Taiwan tax guide for businesses

VAT Rate
B2G Mandatory
Real-Time Reporting
Digital Service Tax
Products supported
Tax ID validation
Tax amount calculation
Compliant invoice generator
Real-time transaction reporting

Compliance And Rates

VAT Number Format In Taiwan

VAT number in Taiwan contains 8 digits (e.g., 01234567).

VAT Rates In Taiwan

The standard VAT rate applicable to almost all goods and services in Taiwan is 5%.

  • 5% (Standard) – Applies to all taxable supplies, with certain exceptions
  • 0% (Zero) – Exportations

VAT Payments And Returns In Taiwan

All businesses with Taiwanese VAT number must submit periodic VAT reports and payments.

VAT Returns Frequency In Taiwan

Taiwan requires a bi-monthly tax return on a prescribed form for its sales amount and tax payable or overpaid of the preceding two months together with a tax deduction and other appropriate documents with the competent tax authority before the fifteenth day of the following period.

Penalties in case of late filings or misdeclarations

In the case of the late filing of VAT returns and payments, the Taiwanese government prescribed the penalties as follows:

  • Non-compliance with tax regulations will trigger fines of between NT$1,500 (EUR 45) and NT$15,000 (EUR 450).
  • Non-submission and late submission of tax statements will trigger a penalty of between NT$3,000 (EUR 90) and NT$30,000 (EUR 900).

Invoice Requirements in Taiwan

According to Regulations Governing the Use of Uniform Invoices, article 9, business entities shall provide:

  • the alphabetical letters and numbers of the uniform invoice
  • date of invoice issuance
  • full description of goods and services provided
  • quantity of goods and services provided
  • net price per unit
  • item subtotal
  • sales amount
  • rate and amount of VAT applicable for the category of goods and services provided
  • the invoice total, the gross amount

Non-compliance with invoicing regulations will trigger a fine between NT$3,000 (EUR 90) and NT$30,000 (EUR 900), and 1% of the sales amount on the uniform invoice.

E-Invoicing in Taiwan

Taiwanese government introduced mandatory electronic invoicing for all B2G transactions. Electronic invoicing in B2B and B2C is not compulsory at this moment.

GUI – Electronic uniform invoices

What is Taiwan’s eGUI system?

eGUI system is a special system developed by the Taiwan government. The main purpose of this system is to eliminate the grey economy and establish a transparent environment for both sellers and customers. In the middle of the 20th century, the Taiwanese government introduced an invoice lottery system to encourage customers to request an invoice in order to increase compliance with its tax regulations. That lottery system is actual today as well, and millions of Taiwanese customers are part of it.

The uses of uniform invoices are as follows:

  • The invoice issuer retains the retention media file.
  • The receipt media file is given to the purchaser as a receipt. If the purchaser is a business entity, it could be used as an accounting voucher and for a tax deduction or reduction declarations according to the provisions of the Act.
  • The certification media file is transmitted to the E-Invoice Platform of MOF (hereafter called “the Platform”) by the invoice issuer as certification.

Obtaining GUI

When purchasing uniform invoices for the first time, business entities shall apply with the competent tax authority to obtain a uniform invoice purchase certificate.
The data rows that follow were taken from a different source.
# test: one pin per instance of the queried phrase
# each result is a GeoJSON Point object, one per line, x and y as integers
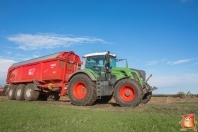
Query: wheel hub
{"type": "Point", "coordinates": [128, 93]}
{"type": "Point", "coordinates": [80, 90]}
{"type": "Point", "coordinates": [83, 90]}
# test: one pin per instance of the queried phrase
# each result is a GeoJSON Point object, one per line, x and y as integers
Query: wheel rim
{"type": "Point", "coordinates": [18, 92]}
{"type": "Point", "coordinates": [127, 93]}
{"type": "Point", "coordinates": [79, 90]}
{"type": "Point", "coordinates": [28, 92]}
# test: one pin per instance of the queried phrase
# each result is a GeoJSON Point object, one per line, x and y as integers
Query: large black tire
{"type": "Point", "coordinates": [19, 93]}
{"type": "Point", "coordinates": [11, 92]}
{"type": "Point", "coordinates": [81, 90]}
{"type": "Point", "coordinates": [104, 99]}
{"type": "Point", "coordinates": [128, 93]}
{"type": "Point", "coordinates": [30, 94]}
{"type": "Point", "coordinates": [146, 97]}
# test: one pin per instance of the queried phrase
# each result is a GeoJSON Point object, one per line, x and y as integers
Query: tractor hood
{"type": "Point", "coordinates": [141, 73]}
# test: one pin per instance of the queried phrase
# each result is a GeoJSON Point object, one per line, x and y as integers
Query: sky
{"type": "Point", "coordinates": [157, 36]}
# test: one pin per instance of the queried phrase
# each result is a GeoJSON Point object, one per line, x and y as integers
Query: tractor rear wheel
{"type": "Point", "coordinates": [11, 92]}
{"type": "Point", "coordinates": [30, 94]}
{"type": "Point", "coordinates": [81, 90]}
{"type": "Point", "coordinates": [128, 93]}
{"type": "Point", "coordinates": [19, 93]}
{"type": "Point", "coordinates": [146, 97]}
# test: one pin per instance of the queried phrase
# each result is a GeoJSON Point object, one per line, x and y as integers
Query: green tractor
{"type": "Point", "coordinates": [101, 79]}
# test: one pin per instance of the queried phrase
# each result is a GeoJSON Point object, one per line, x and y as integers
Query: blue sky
{"type": "Point", "coordinates": [158, 36]}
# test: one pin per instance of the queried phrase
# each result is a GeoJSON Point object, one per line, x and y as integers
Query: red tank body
{"type": "Point", "coordinates": [47, 72]}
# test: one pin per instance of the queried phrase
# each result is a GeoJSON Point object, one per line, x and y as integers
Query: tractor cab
{"type": "Point", "coordinates": [100, 62]}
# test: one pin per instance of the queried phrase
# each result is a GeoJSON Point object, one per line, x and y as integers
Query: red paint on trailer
{"type": "Point", "coordinates": [53, 70]}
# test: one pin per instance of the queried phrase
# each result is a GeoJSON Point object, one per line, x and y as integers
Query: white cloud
{"type": "Point", "coordinates": [179, 61]}
{"type": "Point", "coordinates": [47, 41]}
{"type": "Point", "coordinates": [4, 65]}
{"type": "Point", "coordinates": [150, 63]}
{"type": "Point", "coordinates": [174, 84]}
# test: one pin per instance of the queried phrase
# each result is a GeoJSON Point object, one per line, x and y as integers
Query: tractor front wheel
{"type": "Point", "coordinates": [30, 94]}
{"type": "Point", "coordinates": [81, 90]}
{"type": "Point", "coordinates": [146, 97]}
{"type": "Point", "coordinates": [128, 93]}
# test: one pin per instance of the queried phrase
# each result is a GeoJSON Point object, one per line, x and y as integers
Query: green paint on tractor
{"type": "Point", "coordinates": [101, 80]}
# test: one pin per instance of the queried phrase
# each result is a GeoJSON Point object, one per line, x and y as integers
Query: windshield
{"type": "Point", "coordinates": [97, 63]}
{"type": "Point", "coordinates": [112, 61]}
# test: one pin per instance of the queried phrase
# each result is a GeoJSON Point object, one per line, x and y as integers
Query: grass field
{"type": "Point", "coordinates": [37, 116]}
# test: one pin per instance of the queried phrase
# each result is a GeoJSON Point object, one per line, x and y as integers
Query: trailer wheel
{"type": "Point", "coordinates": [11, 92]}
{"type": "Point", "coordinates": [30, 94]}
{"type": "Point", "coordinates": [81, 90]}
{"type": "Point", "coordinates": [19, 93]}
{"type": "Point", "coordinates": [128, 93]}
{"type": "Point", "coordinates": [146, 97]}
{"type": "Point", "coordinates": [104, 99]}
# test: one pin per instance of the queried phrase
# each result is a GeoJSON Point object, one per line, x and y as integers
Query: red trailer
{"type": "Point", "coordinates": [44, 76]}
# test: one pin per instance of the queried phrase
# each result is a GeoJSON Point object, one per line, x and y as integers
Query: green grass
{"type": "Point", "coordinates": [40, 117]}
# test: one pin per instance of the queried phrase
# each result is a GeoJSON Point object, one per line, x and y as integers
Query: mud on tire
{"type": "Point", "coordinates": [81, 90]}
{"type": "Point", "coordinates": [30, 94]}
{"type": "Point", "coordinates": [128, 93]}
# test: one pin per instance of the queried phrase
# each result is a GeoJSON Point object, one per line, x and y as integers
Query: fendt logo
{"type": "Point", "coordinates": [31, 71]}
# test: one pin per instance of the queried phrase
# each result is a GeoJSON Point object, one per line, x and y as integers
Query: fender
{"type": "Point", "coordinates": [119, 80]}
{"type": "Point", "coordinates": [85, 72]}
The purchase certificates are required to be stamped with the unique uniform invoice seal of the entity.

The unique uniform invoice seal shall contain the name, the uniform serial number, and the address of the business entity, as well as the words “Uniform Invoice Seal.” The consistent serial number thereon shall be engraved in Arabic numerals using standard No. 5 font size in boldface.

Electronic invoices must be logged with the MoF Platform with the appropriate eGUI number no later than 48 hours after the transaction.

When Business entities sell goods or services and issues and transmit electronic uniform invoices, they have to upload the information of uniform invoices to the E-Invoice Platform of the Ministry of Finance.

eGUI numbers must be requested for every bi-monthly reporting period(bi-monthly tax report must match e-invoices sent via Platform).

The process of reporting

There are two ways of invoices reporting:

  1. Via value-added service centers - resident organizations certified by Taiwan’s Ministry of Finance as intermediaries between the non-resident companies and Taiwanese customers. Non-resident businesses can’t integrate directly with Taiwan’s Ministry of Finance system, but only Taiwan-based businesses. At this moment, there are 183 companies certified as value-added centers, all based in Taiwan.
  2. Via Turnkey transmission - software for the pc which enables manual submission of invoices. Each invoice must be submitted manually, and there is no API connection.

Digital Service Tax (DST)

A foreign enterprise, institution, group, or organization having no fixed place of business within the territory of the R.O.C. selling electronic services to domestic individuals shall be the taxpayer of the business tax(VAT).

Non-resident providers must register with the tax authorities directly or via a local tax agent.

A standard tax rate of 5% is applied.